Genichiro

トカレフのGenichiroのレビュー・感想・評価

トカレフ(1994年製作の映画)
4.5
スバル座クロージング上映企画で見ることができた。上映後の阪本順治監督のトークが色々と面白かった。
今作もご多分に漏れず、北野武作品の影響下にあると。「当時助監督たちも飲みの場で歩いてるだけで映画は成立するよなーとか余分なカットは省いてもいけるよなーという話はしていた。ただ実際自分たちがやるとなるとお決まりのルーティンで説明的なカットを入れてしまったり分かりやすさを重視してしまったりする。北野武は飲み屋で言ってるだけだった我々と違ってそれを全部やったのが偉い」というような話を監督がしていて興味深かった。今作は阪本順治の他の作品と違い、明らかに一枚絵の強度みたいなものがある。というかそこを抜くと本当に何それ?というような話運びが気になる映画ではある。
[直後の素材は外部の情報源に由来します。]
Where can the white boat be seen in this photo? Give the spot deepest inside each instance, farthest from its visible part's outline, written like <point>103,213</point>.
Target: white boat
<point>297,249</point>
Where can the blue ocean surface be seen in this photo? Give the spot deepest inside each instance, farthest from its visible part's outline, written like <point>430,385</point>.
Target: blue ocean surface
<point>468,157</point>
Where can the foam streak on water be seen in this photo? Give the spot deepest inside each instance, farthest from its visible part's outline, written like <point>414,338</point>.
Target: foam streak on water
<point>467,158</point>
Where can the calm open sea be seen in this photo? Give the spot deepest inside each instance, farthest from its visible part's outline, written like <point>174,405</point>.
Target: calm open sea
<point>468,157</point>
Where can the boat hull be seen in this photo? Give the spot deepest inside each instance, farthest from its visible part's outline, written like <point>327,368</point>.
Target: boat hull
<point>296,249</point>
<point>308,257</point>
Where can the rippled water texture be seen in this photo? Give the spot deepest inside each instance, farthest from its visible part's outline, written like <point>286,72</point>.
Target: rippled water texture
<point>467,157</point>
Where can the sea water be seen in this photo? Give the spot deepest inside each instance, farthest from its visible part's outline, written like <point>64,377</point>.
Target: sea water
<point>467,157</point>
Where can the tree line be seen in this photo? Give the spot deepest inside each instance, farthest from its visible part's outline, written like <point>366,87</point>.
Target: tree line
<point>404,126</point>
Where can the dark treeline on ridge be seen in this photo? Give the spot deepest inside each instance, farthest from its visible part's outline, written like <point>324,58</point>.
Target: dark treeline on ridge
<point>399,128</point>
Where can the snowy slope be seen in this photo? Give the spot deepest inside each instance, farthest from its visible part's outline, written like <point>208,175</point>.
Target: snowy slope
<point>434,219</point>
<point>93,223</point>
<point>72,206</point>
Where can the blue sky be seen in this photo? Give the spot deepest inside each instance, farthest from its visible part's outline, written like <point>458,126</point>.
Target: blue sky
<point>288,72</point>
ただそのショットの強さによって最後まで見せてしまう作品であることは間違いなく、このような作品は阪本順治監督も今後も作ることはできないだろう。 冒頭のワンカットからのトカレフに触れるシーン、バスを捉えた不穏なショット、風車、終盤の犯人と対峙する場面…とにかく特筆すべきシーンが多く素晴らしい!上映後の質問でもあったけど、テレビのシーンでキャイ〜ンが出ていてびっくりした。監督があの演出は特別狙ったものではないけど素晴らしい異化効果を発揮していて「キャイ〜ンを見ると今でもこの作品の出演者だと思います」と語っていて大変良かった。